Но в ответ лицо Клаудии на мгновение из серого стало белым.
– О, нет, нет, виконт. – Ей вспомнился этот «маленький капрал», и то, как он смотрел на нее, когда дон Гаспаро представлял ему их с Игнасио. Он, конечно же, сразу узнает ее, и тогда… – Нет, нет, виконт, я не хочу этого.
– Почему? – Мысли Ламбера вдруг приняли самый неожиданный оборот. – Быть может, он эвакуировал бы вас… вместе с раненым мужем… во Францию. И, правда, ваша светлость, что вам здесь делать… теперь?
– Нет, нет, виконт. Об этом тоже не может быть и речи. Больше никогда ничего не говорите мне об эвакуации.
– Хорошо, хорошо, больше ни слова. Но… – в этот момент взгляд виконта упал на русского, который возился во дворе с Нардо и Бетуньей. Они учили медвежонка плясать диковинный русский танец с притопываниями и приседаниями. Тихий смех маленького маркиза звучал, словно надтреснутый тонкий колокольчик, и Ламбер даже на миг засомневался, не плач ли это.
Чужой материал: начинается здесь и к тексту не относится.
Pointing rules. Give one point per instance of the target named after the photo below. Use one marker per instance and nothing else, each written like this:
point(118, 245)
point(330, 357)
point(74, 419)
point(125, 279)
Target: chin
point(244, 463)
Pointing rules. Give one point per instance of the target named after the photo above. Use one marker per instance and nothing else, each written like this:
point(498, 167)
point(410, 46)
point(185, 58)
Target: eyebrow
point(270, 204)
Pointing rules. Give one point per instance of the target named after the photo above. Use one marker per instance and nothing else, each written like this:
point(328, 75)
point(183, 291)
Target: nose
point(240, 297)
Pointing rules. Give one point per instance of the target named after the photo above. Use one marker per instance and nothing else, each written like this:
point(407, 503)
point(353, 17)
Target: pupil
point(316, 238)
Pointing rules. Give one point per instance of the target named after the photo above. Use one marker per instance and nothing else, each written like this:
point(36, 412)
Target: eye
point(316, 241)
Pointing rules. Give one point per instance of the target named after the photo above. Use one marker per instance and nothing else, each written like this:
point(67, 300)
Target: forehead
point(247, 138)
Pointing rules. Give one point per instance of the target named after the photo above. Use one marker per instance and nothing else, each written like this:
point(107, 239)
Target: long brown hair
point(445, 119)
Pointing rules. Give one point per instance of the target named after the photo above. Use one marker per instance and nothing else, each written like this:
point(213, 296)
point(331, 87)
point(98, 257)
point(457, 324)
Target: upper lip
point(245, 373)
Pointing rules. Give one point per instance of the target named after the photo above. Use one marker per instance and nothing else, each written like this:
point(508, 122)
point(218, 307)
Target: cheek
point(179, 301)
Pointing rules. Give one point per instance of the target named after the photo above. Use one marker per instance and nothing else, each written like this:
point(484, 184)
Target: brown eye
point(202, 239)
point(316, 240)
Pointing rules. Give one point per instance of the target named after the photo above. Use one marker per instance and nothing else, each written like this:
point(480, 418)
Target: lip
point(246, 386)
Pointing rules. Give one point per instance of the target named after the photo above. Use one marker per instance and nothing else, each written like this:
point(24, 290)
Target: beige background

Стромилов, сразу же почувствовав на себе взгляд виконта, перестал смеяться и увел ребенка и медведя в другой угол сада. – Но этого русского пленного вы зря держите около себя, – вдруг выдохнул юноша.
– Что такое, виконт? – вспыхнула Клаудиа.
– Ваше сиятельство, вы еще не знаете этих коварных азиатов! – с жаром воскликнул Ламбер, уже немало насмотревшийся на поджигателей, а наслушавшийся и того больше. – Он уже вполне здоров, особенно для военного времени, так что пора передать его по команде. Распорядитесь, графиня, и я…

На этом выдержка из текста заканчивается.